The ongoing sex scandals in the military demonstrates the failure of our culture's obsession with policies and training. Clearly, something has gone terribly wrong when persons charged with handling reports of rape and abuse are themselves accused of the same offenses and crimes.
The response, oddly enough, is to engage in further training and new policies--better training! Newer policies! Yet how long will we go on with this, before we admit that these approaches themselves are failing? Will further education truly change people's attitudes toward sexual violence?
It's hard not to think of Stanley Hauerwas here and his contention that modern, Enlightenment, universalizing thinking is what is to blame. Timeless universals don't save, and workshops and training don't really change people. Policies can, oddly enough, enable further abuse by providing a way around these offenses.

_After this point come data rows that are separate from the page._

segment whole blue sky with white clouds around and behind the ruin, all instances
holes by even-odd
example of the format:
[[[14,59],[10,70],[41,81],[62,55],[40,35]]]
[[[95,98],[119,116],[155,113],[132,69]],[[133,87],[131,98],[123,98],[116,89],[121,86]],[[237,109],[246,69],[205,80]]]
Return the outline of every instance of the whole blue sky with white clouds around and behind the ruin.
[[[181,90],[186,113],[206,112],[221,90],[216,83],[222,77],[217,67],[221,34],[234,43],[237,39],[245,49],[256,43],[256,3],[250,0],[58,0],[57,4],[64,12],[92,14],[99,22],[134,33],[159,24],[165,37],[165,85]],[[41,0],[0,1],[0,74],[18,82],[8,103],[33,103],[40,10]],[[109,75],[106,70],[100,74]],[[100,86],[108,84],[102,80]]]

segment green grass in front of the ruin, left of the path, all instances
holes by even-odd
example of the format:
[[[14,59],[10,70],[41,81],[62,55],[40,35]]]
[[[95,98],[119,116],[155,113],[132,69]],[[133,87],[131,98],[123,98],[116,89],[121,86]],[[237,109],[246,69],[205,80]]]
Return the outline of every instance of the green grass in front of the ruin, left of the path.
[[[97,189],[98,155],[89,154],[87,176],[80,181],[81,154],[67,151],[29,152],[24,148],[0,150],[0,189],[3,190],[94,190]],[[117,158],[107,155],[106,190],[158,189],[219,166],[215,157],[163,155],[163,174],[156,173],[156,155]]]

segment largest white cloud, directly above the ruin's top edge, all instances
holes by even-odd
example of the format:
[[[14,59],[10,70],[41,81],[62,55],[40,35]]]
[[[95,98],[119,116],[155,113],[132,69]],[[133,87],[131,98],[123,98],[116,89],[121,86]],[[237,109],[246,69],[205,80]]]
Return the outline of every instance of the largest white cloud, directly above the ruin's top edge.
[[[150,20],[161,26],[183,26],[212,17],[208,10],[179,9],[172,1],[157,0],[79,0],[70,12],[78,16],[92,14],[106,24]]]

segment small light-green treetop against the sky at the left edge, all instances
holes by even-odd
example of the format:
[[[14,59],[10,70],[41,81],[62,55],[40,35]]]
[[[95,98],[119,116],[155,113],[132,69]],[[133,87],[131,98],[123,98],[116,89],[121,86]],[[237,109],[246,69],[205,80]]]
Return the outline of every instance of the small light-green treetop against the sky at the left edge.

What truly changes people is specifics: character, culture, contexts, and particularities, and especially a community of right action. Religious communities can function in this manner. Although religion has, sadly enough, engendered further abuses, it has also provided a potent way of changing people's attitudes and actions. It can be a particularity that shapes and transforms people in deep ways. For example, if Christians were to agree to never commit sexual violence precisely because they are Christians (transposing one of Hauerwas' arguments about war and violence), it would accomplish much more than further sensitivity training and renewed policies.
Only the context of a strong community and a deeply formed character – what former eras would have called virtue – will truly change people's hearts and actions.